I’ve spent the past few weeks thinking about the shows I’d seen at Great Scott, which Consequence of Sound named the eighth-best music venue in America in 2016: a handful of midtier indie acts like Ty Segall and Iceage; a pre-superstardom Grimes, roughly one month after she released her breakout record Visions; New England heroes like Krill and Speedy Ortiz; and a lot of bands I know personally. The last time I went to Great Scott was in August 2018 during a trip back to the East Coast from my new home in Los Angeles. A close friend—a rapper and multi-instrumentalist named Esh—was hosting a record release show for his new album. The place was sold out, and I was filled with vicarious pride: Great Scott wasn’t a huge venue, but playing there meant something, and watching Esh command the crowd from it felt like an arrival of sorts. Fast-forward to 2020: On May 1, the same day Strenk announced he wouldn’t reopen Great Scott, Esh released Idiot Fingerz, his latest album. With Boston’s live-entertainment industry shuttered, the album wouldn’t get a record-release party. (The venue where Esh planned to host the show, another famous Boston-area club named the Middle East, appears to be headed toward a similar fate as its crosstown contemporary.)

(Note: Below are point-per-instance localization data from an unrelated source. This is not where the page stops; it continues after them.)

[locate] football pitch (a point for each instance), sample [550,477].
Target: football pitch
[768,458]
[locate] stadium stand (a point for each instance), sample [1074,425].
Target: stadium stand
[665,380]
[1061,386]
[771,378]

Live shows account for roughly 75 percent of a musician’s income, according to NIVA. That percentage is all the more important for smaller acts—a few thousand streams won’t pay much, after all. But concerts do much more than just bring in revenue: They’re an opportunity for fans to find something new or forge a deeper connection in a way that live-streamed performances can’t replicate. Even as the internet has changed music discovery over the past two decades, live shows have remained crucial for unearthing new acts. I had only passing experience of Japandroids before I caught them at Great Scott nearly 11 years ago; I’ve since seen them more than a dozen times. I may not have felt the same way about them without that initial, in-the-flesh experience. We all have a band that we fell in love with after happening upon them at a small, independent venue or opening up for another act.

For now, moments like these are paused, but they’re at risk of disappearing altogether. While Massey Hall appears to be safe (as of now, it’s still slated to reopen later in 2020 after two years of renovations, pending local COVID-19 directives), Great Scott is gone. It may soon be followed by the Middle East or the Troubadour or First Avenue in Minneapolis—or any number of clubs that may not be as historical as those but are still instrumental to a band’s growth and a fan’s discovery. In all likelihood, the music industry will survive these deaths, and bands will find a new way forward. But it’s hard to escape the feeling that something will change, that what emerges from the wreckage will be more corporate and less friendly to local business and emerging acts. All we can hope for is that we’ll have venues to return to at some point. And that in the not-so-distant future, the sound of applause won’t feel so foreign.